La humanidad que nos entrega es muy singular: nada más humano que sus personajes, ni, asimismo, nada
menos humano. El hombre de Racine ha sufrido una suerte de operación quirúrgica, que si lo ha hecho más
puro y abstracto —de modo que todos podemos reconocernos en él— también le ha cercenado esa dimensión
misteriosa que lo hace escapar de su propia humanidad y lo pone en relación con los mundos inferiores y
superiores. El teatro de Racine —y en esto se acerca al isabelino— es un teatro de caracteres y situaciones.
La situación —o sea: la complicada malla de circunstancias y relaciones dentro de las que se mueven los
protagonistas— substituye a Dios y a la necesidad. El carácter, la reacción individual frente a una situación
dada, ocupa el lugar de la libertad. En este sentido Shakespeare y Racine son absolutamente modernos. Pero
el universo de Shakespeare es el de las pasiones en rebelión. Y esa misma rebelión le otorga un carácter
luciferino, es decir, sagrado. En el teatro de Racine las pasiones son terribles, mas nunca tienen un tono
sobrehumano. Sus personajes se mueven en una atmósfera pura y vacía, de la que no sólo ha desaparecido
toda idea de cosmos y divinidad, sino incluso cualquier particularidad concreta. Las referencias a este mundo
o al otro han sido suprimidas. Los hombres son víctimas de sus pasiones, pero nada se nos dice sobre el
origen último de esas pasiones. Los héroes de Racine viven suspendidos en un espacio abstracto, que no roza
el mundo animal ni el sobrenatural. Su psicología es absolutamente humana y de ahí arranca precisamente su
inhumanidad: el hombre siempre es, además de hombre, otra cosa: ángel, demonio, bestia, dios, fatalidad,
historia —algo impuro, ajeno, «otro». Las situaciones de Racine son ideales, en el sentido en que es ideal,
gratuito, estético, un juego de ajedrez. Producto del entrecruzamiento de circunstancias y caracteres, la
fatalidad posee una tonalidad estética; es un juego del que se han excluido de antemano la ambigüedad divina
y el capricho del azar. El caos ha sido expulsado de nuevo, sólo que no para entronizar al destino, sino en
beneficio de una geometría de las pasiones. Racine nos ofrece una imagen transparente del hombre, pero esa
misma transparencia disuelve la zona ambigua, oscura, verdadera boca de sombras» por la que entrevemos
ese más allá que es todo hombre.
Los románticos intentaron reanudar la tradición española e inglesa. Su empresa estaba destinada al fracaso;
Hegel decía que el teatro romántico no lo podían escribir los alemanes, porque ya lo. habían escrito
Shakespeare y los españoles. El gran mito fáustico de Goethe es una suerte de inmenso monólogo del espíritu
occidental reflejándose interminablemente en sus propias creaciones: todo es espejo. El poeta alemán luchó
toda su vida contra ese subjetivismo, y su culto a «las madres» —eco de los misterios antiguos— es una
tentativa por recobrar la divinidad de la totalidad natural. Los poetas dramáticos que lo suceden extreman el
subjetivismo. Los personajes de Kleist viven en un mundo en el que la realidad se ha vuelto atroz, porque el
sueño y la subjetividad no pueden penetrar en ella: son prisioneros cuya única puerta de salida es la muerte;
Grabbe corroe los fundamentos hasta entonces sagrados de la sociedad y crea héroes que conspiran contra la
salud del mundo. Ni Shakespeare, ni Racine ni Calderón pusieron en entredicho al mundo; los románticos lo
condenan y su teatro es un acta de acusación. La relación del poeta con la historia varía radicalmente.

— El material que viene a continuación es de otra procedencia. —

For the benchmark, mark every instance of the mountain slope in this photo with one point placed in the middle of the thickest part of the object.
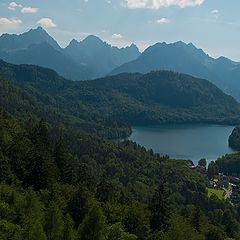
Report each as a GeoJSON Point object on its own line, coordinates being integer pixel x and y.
{"type": "Point", "coordinates": [84, 60]}
{"type": "Point", "coordinates": [12, 42]}
{"type": "Point", "coordinates": [158, 97]}
{"type": "Point", "coordinates": [186, 58]}
{"type": "Point", "coordinates": [99, 55]}
{"type": "Point", "coordinates": [46, 56]}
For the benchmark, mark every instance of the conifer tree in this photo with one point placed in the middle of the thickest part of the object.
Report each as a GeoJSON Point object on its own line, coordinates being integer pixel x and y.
{"type": "Point", "coordinates": [93, 226]}
{"type": "Point", "coordinates": [54, 222]}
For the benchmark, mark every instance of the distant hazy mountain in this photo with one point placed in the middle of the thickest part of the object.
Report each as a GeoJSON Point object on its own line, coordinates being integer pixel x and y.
{"type": "Point", "coordinates": [88, 59]}
{"type": "Point", "coordinates": [186, 58]}
{"type": "Point", "coordinates": [12, 42]}
{"type": "Point", "coordinates": [102, 57]}
{"type": "Point", "coordinates": [45, 55]}
{"type": "Point", "coordinates": [154, 98]}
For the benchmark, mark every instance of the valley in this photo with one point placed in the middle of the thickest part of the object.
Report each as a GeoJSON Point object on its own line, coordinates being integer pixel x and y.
{"type": "Point", "coordinates": [109, 143]}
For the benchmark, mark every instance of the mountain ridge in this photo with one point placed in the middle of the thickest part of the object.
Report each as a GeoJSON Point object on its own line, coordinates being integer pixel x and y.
{"type": "Point", "coordinates": [87, 59]}
{"type": "Point", "coordinates": [188, 59]}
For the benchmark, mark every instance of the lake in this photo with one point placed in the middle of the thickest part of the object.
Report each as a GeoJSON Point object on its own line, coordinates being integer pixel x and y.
{"type": "Point", "coordinates": [191, 142]}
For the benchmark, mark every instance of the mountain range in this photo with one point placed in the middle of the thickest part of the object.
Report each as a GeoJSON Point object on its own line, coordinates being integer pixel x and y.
{"type": "Point", "coordinates": [88, 59]}
{"type": "Point", "coordinates": [186, 58]}
{"type": "Point", "coordinates": [93, 58]}
{"type": "Point", "coordinates": [113, 102]}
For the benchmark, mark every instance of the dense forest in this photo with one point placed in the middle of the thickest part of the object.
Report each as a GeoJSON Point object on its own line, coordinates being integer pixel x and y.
{"type": "Point", "coordinates": [234, 138]}
{"type": "Point", "coordinates": [104, 190]}
{"type": "Point", "coordinates": [120, 101]}
{"type": "Point", "coordinates": [63, 179]}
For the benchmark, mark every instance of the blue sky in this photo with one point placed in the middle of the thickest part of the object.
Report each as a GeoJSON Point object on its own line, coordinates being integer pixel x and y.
{"type": "Point", "coordinates": [213, 25]}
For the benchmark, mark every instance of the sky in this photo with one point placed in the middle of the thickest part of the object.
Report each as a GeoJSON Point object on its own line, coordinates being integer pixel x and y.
{"type": "Point", "coordinates": [213, 25]}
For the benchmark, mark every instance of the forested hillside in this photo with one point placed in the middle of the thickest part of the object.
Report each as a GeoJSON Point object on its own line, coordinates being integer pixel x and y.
{"type": "Point", "coordinates": [100, 190]}
{"type": "Point", "coordinates": [62, 179]}
{"type": "Point", "coordinates": [188, 59]}
{"type": "Point", "coordinates": [122, 100]}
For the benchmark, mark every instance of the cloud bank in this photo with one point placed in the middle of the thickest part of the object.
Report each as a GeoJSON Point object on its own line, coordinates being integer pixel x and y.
{"type": "Point", "coordinates": [157, 4]}
{"type": "Point", "coordinates": [46, 23]}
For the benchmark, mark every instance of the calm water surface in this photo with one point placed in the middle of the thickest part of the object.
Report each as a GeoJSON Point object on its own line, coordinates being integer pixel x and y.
{"type": "Point", "coordinates": [191, 142]}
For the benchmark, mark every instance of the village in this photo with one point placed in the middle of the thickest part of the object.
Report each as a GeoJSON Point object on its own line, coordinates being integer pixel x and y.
{"type": "Point", "coordinates": [219, 185]}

Es verdad que no todo el teatro moderno condena el mundo en nombre de la subjetividad. Lo mismo debe
decirse de la novela. Pero cuando no lo condenan, lo niegan y disuelven en un juego de espejos. Del mismo
modo que la poesía lírica se vuelve poesía de la poesía en Hólderlin, el teatro se desdobla y se transforma en
una vertiginosa representación de sí mismo. Aunque esos juegos de reflejos culminan en Strindberg, Synge y
Pirandello, se inician en el Renacimiento: Cervantes hace novela de la novela, Shakespeare crítica del teatro
en el teatro, Velázquez se pinta pintando. El artista se inclina sobre su obra y no ve en ella sino su propio
rostro que, atónito, lo contempla. Los héroes modernos son tan ambiguos como la realidad que los sustenta.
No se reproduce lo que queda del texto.